Fonti bibliografiche

Dino Trabalzini (1980-1986)

Dino Trabalzini (Montepulciano, 28 aprile 1923 – Roma, 14 luglio 2003) è stato un eminente arcivescovo italiano, ricordato nella storia ecclesiastica calabrese come il principale artefice dell'unificazione tra le sedi di Cosenza e Bisignano. Dopo aver compiuto gli studi a Roma ed essere stato ordinato sacerdote il 5 aprile 1947, esercitò il ministero parrocchiale presso Santa Maria Maggiore e San Luca al Prenestino prima di essere eletto vescovo titolare di Munanziana e ausiliare di Roma nel 1966. Successivamente guidò la diocesi di Rieti e ricoprì incarichi di rilievo presso la Conferenza Episcopale Italiana, occupandosi di ecumenismo e pastorale familiare.

La sua missione in Calabria ebbe inizio il 18 marzo 1980, quando papa Giovanni Paolo II lo nominò arcivescovo di Cosenza e vescovo di Bisignano, incarico che lo portò a gestire la delicata fase di transizione verso la "piena unione" delle due circoscrizioni. Il 30 settembre 1986, con il decreto Instantibus votis, monsignor Trabalzini divenne ufficialmente il primo arcivescovo della nuova Arcidiocesi di Cosenza-Bisignano, segnando la conclusione dell'autonomia millenaria della sede bisignanese. Durante il suo episcopato, durato diciotto anni, si distinse per un'intensa operosità strutturale, promuovendo la costruzione del nuovo Seminario a Rende, la cui prima pietra fu benedetta dal Pontefice durante la storica visita del 1984, e l'apertura di case di spiritualità a Mendicino e Cerisano.

Sotto il profilo pastorale, monsignor Trabalzini diede grande impulso al rinnovamento conciliare celebrando, nel 1994, il primo Sinodo Diocesano del post-concilio e promulgando il relativo Codice di Diritto Diocesano. La sua azione fu costantemente rivolta al sociale e alla legalità, come dimostrano il sostegno alla comunità terapeutica «Il Delfino», la fondazione antiusura «Don Carlo De Cardona» e la redazione di incisive lettere pastorali dedicate al contrasto del fenomeno mafioso.
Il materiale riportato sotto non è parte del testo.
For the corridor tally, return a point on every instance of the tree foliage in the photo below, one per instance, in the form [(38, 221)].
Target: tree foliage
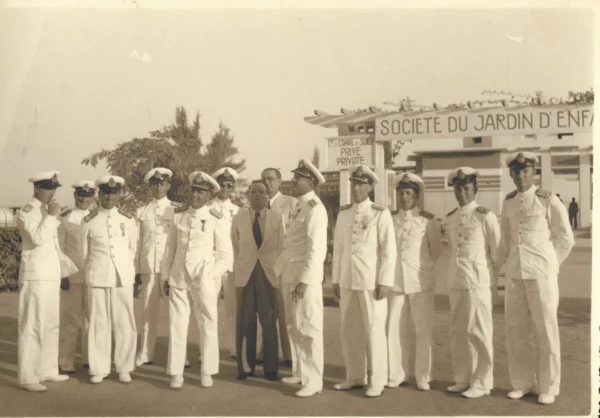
[(177, 147)]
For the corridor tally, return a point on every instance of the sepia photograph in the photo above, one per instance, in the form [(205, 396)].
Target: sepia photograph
[(297, 208)]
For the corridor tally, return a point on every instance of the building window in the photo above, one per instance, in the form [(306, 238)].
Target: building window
[(567, 136)]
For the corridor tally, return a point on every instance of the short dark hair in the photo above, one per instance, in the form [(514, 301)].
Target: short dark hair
[(256, 182), (276, 170)]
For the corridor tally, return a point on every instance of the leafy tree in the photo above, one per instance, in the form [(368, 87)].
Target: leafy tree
[(177, 147), (316, 158), (221, 151)]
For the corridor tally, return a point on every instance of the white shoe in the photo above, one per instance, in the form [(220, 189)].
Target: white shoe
[(457, 388), (55, 378), (124, 377), (292, 380), (307, 392), (518, 394), (393, 383), (33, 387), (374, 392), (423, 386), (349, 384), (546, 399), (98, 378), (206, 381), (176, 382), (475, 393)]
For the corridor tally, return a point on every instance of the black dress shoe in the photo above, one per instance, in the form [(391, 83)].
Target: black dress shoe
[(272, 376)]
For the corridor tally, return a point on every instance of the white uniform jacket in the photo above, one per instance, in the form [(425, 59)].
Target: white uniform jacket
[(198, 247), (41, 257), (228, 210), (69, 232), (419, 242), (108, 247), (244, 246), (364, 247), (536, 234), (473, 236), (306, 242), (284, 205), (154, 222)]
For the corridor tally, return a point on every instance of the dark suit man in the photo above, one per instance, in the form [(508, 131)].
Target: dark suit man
[(257, 235)]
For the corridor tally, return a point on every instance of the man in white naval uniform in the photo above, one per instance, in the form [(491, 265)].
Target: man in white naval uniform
[(364, 256), (226, 178), (197, 254), (536, 239), (74, 312), (154, 222), (108, 248), (42, 266), (409, 326), (302, 277), (473, 237), (285, 206)]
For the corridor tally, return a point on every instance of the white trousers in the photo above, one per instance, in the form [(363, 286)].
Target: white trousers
[(532, 337), (74, 318), (111, 311), (147, 309), (409, 330), (471, 332), (39, 317), (363, 336), (304, 319), (284, 338), (205, 303), (229, 301)]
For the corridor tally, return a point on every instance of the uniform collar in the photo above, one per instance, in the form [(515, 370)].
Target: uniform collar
[(469, 207), (528, 193), (101, 209), (274, 198), (411, 213), (363, 205), (161, 201), (306, 197)]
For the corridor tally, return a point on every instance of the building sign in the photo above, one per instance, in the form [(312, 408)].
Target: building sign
[(345, 152), (523, 120)]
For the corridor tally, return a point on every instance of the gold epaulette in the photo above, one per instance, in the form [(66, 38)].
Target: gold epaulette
[(451, 212), (125, 213), (426, 214), (543, 193), (181, 209), (216, 213), (65, 213), (90, 215)]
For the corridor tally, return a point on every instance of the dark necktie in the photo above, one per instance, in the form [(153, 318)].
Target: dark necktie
[(256, 230)]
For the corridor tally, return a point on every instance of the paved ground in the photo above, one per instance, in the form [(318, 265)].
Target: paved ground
[(148, 394)]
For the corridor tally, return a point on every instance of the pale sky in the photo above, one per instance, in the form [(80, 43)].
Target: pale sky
[(69, 86)]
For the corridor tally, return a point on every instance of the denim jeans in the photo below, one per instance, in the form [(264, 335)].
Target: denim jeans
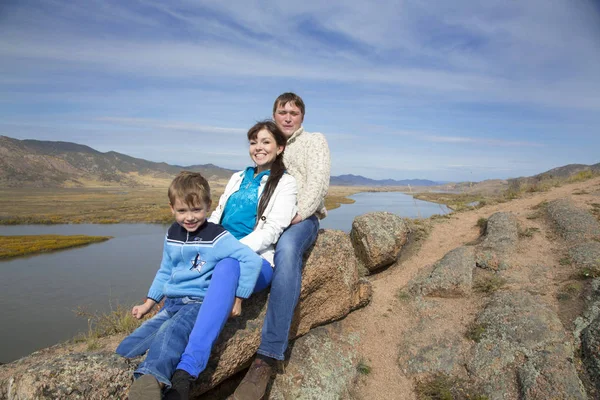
[(164, 336), (215, 311), (197, 321), (285, 286)]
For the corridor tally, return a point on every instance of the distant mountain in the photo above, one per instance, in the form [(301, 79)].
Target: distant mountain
[(357, 180), (567, 170), (36, 163)]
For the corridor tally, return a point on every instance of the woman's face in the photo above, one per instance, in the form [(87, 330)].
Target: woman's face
[(264, 150)]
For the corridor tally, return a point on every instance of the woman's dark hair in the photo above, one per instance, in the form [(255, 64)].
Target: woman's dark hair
[(277, 168)]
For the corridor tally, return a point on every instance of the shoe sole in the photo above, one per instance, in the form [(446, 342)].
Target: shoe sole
[(146, 387)]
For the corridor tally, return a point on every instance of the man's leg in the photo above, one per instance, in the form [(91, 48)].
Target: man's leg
[(285, 286)]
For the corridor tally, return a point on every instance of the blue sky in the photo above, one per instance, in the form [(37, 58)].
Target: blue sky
[(441, 90)]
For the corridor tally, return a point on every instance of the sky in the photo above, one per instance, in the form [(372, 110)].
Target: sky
[(442, 90)]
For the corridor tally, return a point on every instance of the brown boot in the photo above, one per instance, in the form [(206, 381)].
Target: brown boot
[(255, 382)]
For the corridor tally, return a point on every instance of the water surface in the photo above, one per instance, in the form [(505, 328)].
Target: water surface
[(41, 292)]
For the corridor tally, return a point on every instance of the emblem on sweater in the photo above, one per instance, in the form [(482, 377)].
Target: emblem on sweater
[(197, 263)]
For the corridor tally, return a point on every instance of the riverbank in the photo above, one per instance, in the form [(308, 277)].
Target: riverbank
[(111, 205), (16, 246)]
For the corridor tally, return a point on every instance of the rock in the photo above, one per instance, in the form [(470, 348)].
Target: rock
[(572, 223), (378, 238), (44, 375), (452, 276), (502, 235), (590, 351), (330, 290), (443, 354), (323, 365), (521, 337), (586, 255)]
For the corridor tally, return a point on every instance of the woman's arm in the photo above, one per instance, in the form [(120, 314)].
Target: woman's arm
[(280, 211)]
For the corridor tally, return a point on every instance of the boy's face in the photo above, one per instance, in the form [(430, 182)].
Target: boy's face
[(288, 118), (189, 217)]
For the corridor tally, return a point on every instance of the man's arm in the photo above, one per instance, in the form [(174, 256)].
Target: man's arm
[(316, 182)]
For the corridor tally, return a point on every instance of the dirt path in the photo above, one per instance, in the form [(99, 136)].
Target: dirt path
[(384, 322)]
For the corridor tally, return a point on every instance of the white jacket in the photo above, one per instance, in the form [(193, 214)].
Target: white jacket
[(277, 216)]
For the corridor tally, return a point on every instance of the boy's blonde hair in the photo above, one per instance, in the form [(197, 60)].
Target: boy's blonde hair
[(191, 188)]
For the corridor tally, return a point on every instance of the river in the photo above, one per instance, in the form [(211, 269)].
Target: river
[(41, 292)]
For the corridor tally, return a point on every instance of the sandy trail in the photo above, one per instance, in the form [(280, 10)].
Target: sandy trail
[(384, 321)]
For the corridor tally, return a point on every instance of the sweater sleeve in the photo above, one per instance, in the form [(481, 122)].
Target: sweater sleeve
[(316, 182), (250, 263), (156, 291), (279, 217)]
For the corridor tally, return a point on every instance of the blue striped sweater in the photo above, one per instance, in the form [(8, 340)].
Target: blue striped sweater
[(189, 259)]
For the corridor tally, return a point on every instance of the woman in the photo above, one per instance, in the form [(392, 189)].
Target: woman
[(257, 205)]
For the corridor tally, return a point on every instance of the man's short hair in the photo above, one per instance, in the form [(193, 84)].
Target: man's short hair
[(289, 97), (191, 188)]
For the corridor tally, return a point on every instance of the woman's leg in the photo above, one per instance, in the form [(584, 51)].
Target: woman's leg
[(264, 278), (285, 287)]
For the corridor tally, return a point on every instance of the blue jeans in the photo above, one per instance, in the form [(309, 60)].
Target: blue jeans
[(285, 287), (199, 321), (215, 311), (164, 336)]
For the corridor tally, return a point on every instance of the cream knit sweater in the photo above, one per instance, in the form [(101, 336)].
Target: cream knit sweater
[(306, 158)]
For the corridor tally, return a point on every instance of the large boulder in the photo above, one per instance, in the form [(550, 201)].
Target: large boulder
[(378, 238), (452, 276), (330, 290), (323, 365), (573, 224), (522, 337), (501, 237)]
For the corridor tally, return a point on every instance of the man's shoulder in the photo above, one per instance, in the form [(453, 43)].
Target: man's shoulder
[(312, 137)]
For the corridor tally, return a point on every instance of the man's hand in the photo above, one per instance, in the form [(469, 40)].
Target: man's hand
[(142, 309), (236, 311), (296, 219)]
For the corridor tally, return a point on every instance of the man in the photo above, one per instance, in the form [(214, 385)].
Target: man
[(307, 159)]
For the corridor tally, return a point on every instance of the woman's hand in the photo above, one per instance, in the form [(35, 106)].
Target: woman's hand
[(143, 309), (236, 311), (297, 218)]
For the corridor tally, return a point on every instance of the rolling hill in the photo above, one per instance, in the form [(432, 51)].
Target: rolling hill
[(35, 163)]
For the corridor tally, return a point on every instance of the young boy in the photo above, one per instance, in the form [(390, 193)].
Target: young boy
[(192, 248)]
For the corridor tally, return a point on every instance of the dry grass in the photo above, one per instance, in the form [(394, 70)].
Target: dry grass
[(110, 205), (458, 201), (15, 246)]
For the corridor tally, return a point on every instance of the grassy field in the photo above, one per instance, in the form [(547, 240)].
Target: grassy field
[(109, 205), (15, 246)]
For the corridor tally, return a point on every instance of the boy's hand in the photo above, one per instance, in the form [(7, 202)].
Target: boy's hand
[(297, 218), (236, 311), (142, 309)]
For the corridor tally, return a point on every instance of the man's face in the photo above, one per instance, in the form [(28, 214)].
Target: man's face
[(288, 118)]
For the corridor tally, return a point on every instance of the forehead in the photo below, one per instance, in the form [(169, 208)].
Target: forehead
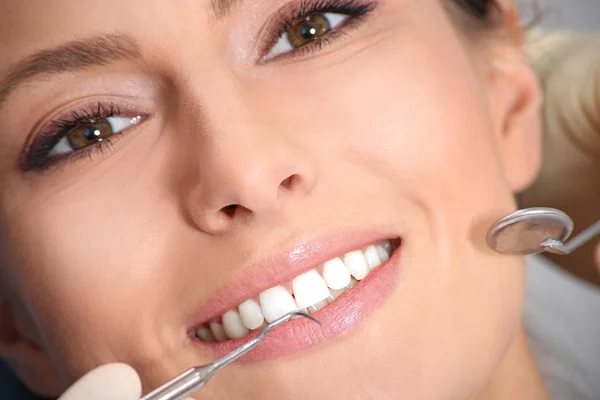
[(29, 25)]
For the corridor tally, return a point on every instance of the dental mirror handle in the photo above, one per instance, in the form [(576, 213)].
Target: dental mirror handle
[(557, 247), (180, 387)]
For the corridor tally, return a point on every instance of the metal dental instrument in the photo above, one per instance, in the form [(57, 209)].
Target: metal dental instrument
[(194, 379), (536, 230)]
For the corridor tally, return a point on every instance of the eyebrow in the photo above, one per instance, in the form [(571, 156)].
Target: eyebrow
[(81, 54), (223, 7), (73, 56)]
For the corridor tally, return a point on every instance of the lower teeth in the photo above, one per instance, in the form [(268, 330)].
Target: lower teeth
[(214, 331)]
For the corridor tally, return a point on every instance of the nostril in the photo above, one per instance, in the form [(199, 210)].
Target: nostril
[(230, 210), (289, 182)]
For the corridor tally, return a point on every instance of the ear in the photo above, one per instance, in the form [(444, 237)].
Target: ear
[(24, 355), (515, 98)]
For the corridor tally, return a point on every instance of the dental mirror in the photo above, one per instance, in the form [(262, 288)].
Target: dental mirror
[(530, 231)]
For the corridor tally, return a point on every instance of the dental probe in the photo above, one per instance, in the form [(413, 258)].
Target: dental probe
[(194, 379)]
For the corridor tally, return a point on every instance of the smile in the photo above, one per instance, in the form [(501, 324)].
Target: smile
[(311, 291)]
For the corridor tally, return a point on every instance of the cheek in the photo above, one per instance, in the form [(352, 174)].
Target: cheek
[(87, 269)]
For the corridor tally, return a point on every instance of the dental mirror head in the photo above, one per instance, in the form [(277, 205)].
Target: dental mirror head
[(531, 231)]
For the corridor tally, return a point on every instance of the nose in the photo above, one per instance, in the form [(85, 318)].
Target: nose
[(245, 174)]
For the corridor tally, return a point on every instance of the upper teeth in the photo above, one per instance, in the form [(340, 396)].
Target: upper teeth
[(310, 291)]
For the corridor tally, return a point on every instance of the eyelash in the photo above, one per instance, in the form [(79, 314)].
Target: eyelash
[(355, 10), (36, 156)]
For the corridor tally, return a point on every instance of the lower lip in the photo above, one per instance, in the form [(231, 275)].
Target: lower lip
[(337, 319)]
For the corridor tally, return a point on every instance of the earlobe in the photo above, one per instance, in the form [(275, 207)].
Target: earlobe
[(25, 357), (518, 122)]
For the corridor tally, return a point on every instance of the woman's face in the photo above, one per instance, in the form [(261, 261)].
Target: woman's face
[(231, 163)]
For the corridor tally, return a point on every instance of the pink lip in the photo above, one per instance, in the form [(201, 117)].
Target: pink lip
[(342, 315)]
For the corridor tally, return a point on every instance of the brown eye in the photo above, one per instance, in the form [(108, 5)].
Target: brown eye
[(309, 29), (306, 31), (87, 134), (90, 132)]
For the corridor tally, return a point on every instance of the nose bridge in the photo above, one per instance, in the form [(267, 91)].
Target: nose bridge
[(244, 163)]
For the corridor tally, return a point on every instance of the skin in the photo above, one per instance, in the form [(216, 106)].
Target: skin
[(104, 258)]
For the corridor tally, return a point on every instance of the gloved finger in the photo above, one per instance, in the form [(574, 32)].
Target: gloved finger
[(108, 382)]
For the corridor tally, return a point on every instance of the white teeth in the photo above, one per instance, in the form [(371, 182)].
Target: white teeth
[(384, 250), (317, 306), (251, 314), (311, 292), (276, 302), (233, 325), (387, 246), (205, 334), (309, 289), (356, 263), (336, 274), (218, 331), (372, 256), (335, 293)]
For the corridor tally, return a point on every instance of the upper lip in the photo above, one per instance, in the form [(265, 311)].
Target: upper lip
[(280, 268)]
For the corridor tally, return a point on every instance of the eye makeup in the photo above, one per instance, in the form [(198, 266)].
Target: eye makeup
[(296, 14), (87, 130), (40, 153)]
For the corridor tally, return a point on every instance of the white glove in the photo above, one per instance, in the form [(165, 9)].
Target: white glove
[(108, 382)]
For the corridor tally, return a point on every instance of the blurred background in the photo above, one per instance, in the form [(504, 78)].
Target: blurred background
[(581, 15)]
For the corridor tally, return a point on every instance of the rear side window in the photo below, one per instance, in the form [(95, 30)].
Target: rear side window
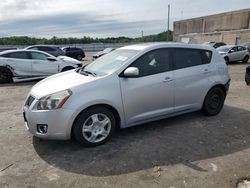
[(184, 58), (39, 56), (153, 62), (46, 49), (241, 48), (19, 55)]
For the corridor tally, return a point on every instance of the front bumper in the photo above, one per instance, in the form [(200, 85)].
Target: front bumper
[(58, 122)]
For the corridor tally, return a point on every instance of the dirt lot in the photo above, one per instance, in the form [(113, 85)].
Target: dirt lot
[(186, 151)]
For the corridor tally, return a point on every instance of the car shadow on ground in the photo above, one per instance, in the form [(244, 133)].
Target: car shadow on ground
[(183, 139)]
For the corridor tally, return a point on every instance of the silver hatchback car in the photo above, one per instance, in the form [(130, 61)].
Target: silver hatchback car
[(129, 86)]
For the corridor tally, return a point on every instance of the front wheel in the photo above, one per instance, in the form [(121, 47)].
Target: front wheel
[(5, 75), (67, 68), (227, 60), (213, 102), (246, 58), (79, 57), (94, 126)]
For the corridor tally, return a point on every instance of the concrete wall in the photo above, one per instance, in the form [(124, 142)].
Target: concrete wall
[(224, 27), (229, 37)]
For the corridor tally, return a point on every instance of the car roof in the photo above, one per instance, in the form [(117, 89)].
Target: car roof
[(153, 45), (23, 50), (42, 45)]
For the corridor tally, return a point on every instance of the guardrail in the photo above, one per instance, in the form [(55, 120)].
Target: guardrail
[(93, 47)]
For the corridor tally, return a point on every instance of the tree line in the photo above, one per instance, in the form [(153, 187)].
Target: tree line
[(25, 40)]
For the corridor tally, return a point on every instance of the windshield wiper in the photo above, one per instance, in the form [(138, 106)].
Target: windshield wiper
[(86, 73)]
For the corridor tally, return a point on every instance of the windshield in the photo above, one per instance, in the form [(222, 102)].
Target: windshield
[(223, 49), (111, 62)]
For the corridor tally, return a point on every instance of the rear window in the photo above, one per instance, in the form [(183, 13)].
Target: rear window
[(184, 58), (17, 55), (46, 49)]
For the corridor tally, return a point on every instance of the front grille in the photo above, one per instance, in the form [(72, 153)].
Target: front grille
[(29, 101)]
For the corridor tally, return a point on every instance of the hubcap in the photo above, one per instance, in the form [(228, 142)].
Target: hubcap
[(214, 102), (96, 128)]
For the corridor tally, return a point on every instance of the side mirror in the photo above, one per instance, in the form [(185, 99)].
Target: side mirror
[(52, 59), (131, 72)]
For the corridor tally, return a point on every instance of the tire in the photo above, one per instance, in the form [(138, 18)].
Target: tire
[(67, 68), (246, 58), (213, 102), (227, 60), (79, 57), (5, 75), (94, 126)]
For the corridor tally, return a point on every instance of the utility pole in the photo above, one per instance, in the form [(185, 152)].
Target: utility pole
[(168, 22)]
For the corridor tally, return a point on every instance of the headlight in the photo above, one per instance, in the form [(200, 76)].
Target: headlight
[(54, 101)]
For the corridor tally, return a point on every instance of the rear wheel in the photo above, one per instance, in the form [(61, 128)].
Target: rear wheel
[(246, 58), (94, 126), (227, 60), (67, 68), (213, 102), (5, 75), (79, 57)]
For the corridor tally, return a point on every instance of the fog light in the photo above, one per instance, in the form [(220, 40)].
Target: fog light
[(42, 128)]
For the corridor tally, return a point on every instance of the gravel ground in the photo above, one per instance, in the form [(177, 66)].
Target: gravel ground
[(186, 151)]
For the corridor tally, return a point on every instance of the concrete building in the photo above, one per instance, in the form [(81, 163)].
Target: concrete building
[(230, 27)]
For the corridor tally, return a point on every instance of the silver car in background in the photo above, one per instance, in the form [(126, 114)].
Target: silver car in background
[(234, 53), (32, 64), (129, 86)]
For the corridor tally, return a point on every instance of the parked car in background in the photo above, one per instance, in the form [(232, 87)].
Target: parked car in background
[(215, 44), (247, 75), (129, 86), (234, 53), (53, 50), (4, 49), (247, 45), (74, 52), (103, 52), (29, 64)]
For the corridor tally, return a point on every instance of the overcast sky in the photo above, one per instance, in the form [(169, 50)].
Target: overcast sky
[(99, 18)]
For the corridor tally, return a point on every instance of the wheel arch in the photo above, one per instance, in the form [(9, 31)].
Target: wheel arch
[(109, 107), (221, 86)]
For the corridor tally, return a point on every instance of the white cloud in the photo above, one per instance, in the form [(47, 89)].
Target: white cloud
[(101, 18)]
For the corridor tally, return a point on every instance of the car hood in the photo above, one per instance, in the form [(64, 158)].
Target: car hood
[(68, 60), (60, 82)]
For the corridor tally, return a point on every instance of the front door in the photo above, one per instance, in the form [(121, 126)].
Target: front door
[(41, 66), (151, 93)]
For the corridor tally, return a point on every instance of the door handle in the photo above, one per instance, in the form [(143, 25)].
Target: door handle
[(206, 71), (168, 79)]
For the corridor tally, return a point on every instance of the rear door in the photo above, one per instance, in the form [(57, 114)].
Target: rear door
[(234, 54), (20, 62), (242, 52), (192, 73), (151, 93), (41, 66)]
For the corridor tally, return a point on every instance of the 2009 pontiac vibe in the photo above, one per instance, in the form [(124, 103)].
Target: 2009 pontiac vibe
[(129, 86)]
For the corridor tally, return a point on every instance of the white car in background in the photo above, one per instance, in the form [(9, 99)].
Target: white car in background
[(30, 64), (234, 53)]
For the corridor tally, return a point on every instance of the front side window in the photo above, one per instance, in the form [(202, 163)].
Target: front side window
[(234, 49), (19, 55), (184, 58), (111, 62), (46, 49), (241, 48), (153, 62), (39, 56)]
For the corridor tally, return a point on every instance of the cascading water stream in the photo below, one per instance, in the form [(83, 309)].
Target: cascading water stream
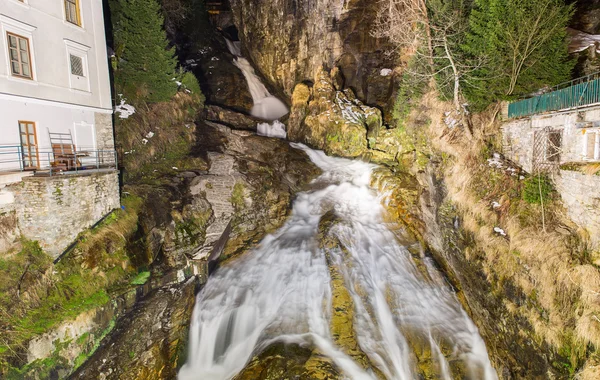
[(266, 106), (282, 291)]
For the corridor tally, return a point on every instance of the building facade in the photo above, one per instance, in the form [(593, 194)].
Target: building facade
[(54, 79), (58, 166), (565, 145)]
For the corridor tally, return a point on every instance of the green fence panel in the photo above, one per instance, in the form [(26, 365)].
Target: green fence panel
[(573, 96)]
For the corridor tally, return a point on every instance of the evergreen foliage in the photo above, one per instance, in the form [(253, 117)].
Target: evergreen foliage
[(145, 65), (523, 44)]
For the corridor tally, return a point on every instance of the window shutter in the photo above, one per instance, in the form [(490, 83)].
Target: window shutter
[(76, 65), (590, 146)]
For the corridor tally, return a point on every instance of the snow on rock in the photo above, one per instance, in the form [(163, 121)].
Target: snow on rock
[(580, 41), (275, 129), (499, 231), (125, 110), (495, 162), (450, 121)]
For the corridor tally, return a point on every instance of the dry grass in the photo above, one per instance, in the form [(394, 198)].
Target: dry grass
[(564, 292), (174, 134), (590, 169)]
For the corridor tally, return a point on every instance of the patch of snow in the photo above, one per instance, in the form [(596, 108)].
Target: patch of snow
[(495, 162), (449, 120), (499, 231), (275, 129), (125, 110), (580, 41)]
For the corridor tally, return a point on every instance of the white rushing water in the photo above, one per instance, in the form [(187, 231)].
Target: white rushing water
[(281, 291), (266, 106)]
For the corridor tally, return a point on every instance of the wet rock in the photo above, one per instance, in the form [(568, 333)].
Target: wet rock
[(335, 121), (249, 186), (231, 118), (290, 42), (291, 361), (148, 342)]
Cultore della pietà popolare e della devozione mariana, elevò la cattedrale cosentina a santuario della Madonna del Pilerio, proclamandola patrona dell’arcidiocesi nel 1988. Dopo aver rassegnato le dimissioni per limiti d'età nel 1998, si ritirò a Roma, dove concluse il suo cammino terreno nel 2003, venendo infine sepolto nella cattedrale di Cosenza.